When I started as a grad student in the fall of 1971 Walter was still incredibly busy pumping out the initial great papers of plate tectonics including a classic paper with Manik Talwani on the relative motions of Africa, North America and Europe (the key to the geology of the Alps!), a paper on the global distribution of Mesozoic anomalies with Roger Larson (the age of the rest of the ocean basins!), another classic paper on the implication of spreading rate variations for sea level changes with Jim Hays, and a global magnetic lineation map with other members of the magnetics group.   This made for a very exciting office environment in which there were maps and plots and ideas and visitors all over the place.  But it also meant that Walter did not actually have time for focusing on the topic that he had suggested for me – looking at the shapes of anomalies.  When I looked back at it a little later I realized that my scientific interactions with Walter were actually few and far between, especially when compared with some of the other grad students who were having fairly frequent meetings with their advisors, sometimes every week. For me (and I believe for John LaBrecque), this was not the case.

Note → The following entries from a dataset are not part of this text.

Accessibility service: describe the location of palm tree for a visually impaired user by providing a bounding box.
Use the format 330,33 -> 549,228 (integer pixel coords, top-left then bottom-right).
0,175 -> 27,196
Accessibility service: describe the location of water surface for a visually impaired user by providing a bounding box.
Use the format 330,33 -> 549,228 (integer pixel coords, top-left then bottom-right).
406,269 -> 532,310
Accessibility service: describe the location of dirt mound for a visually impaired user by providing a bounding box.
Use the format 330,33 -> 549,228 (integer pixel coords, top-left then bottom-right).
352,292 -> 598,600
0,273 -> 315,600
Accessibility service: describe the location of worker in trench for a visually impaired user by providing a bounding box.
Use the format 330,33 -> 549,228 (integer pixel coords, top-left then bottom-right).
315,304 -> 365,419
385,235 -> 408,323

However, I soon realized that a scientist who knew a lot about the theoretical aspects of anomaly shapes, which Walter really didn’t know too much about, was sitting at the desk next to mine.  Walter had paired me up with a young visiting Dutch scientist, Hans Schouten, who had recently finished writing his thesis on, well, the theoretical aspects of anomaly shapes.  Working with Hans (who was working on a classic paper with Keith McCamy in the seismology group) led eventually to two papers that explained the reason the shapes of the anomalies in the South Pacific disagreed with the anomaly shapes in the North Pacific.  This work attracted Dennis Kent who had a great idea that addressed the anomaly shape puzzle (and formed the basis of another paper).  And since John LaBrecque was next door and also working on anomaly shapes, we ended up collaborating on our own paper.   While all of this was going on I sometimes felt that my relationship with Walter could be characterized as a case of benign neglect. But later I was extremely grateful to Walter for letting my career unfold the way it did because I realized that I had learned a lot more than most students did about how science really works.

This brief description of my grad school days doesn’t fully express the importance of Walter to my career.  Walter was always there for me.  When I felt stuck and thought that he might be able to shed some light on a problem, I could just walk into his office and ask him for his opinion.  He would usually come up with some good ideas for things to try.  Perhaps most importantly Walter created an enormously exciting place to work on scientific problems.  He was always telling stories, usually with a lot of humor.  These stories might be about things that happened during his time at sea on the Vema or during his early days at Lamont. Other stories would be about the reactions of scientists at Lamont and elsewhere to his Eltanin 19 discovery (Maurice Ewing was very skeptical of Walter’s interpretation as was Ewing’s deputy director Joe Worzel, just to name two people). Or they might be about his time in the army in the early 1950s or in college, or, really, anything.  He was a great storyteller.

One of the great things about Walter is that you could see that he felt there was much more to life than just science.  Administrative meetings and administrative positions were not important but friendships were very important.  This was another lesson I took to heart. In the 1980s Walter and I oftened carpooled between the City and Lamont because we lived near each other in Manhattan.  We had fascinating discussions and we became good friends. After moving to San Diego I missed seeing Walter but I would visit him every time I made a trip back to NYC. He truly had a profound influence on my life.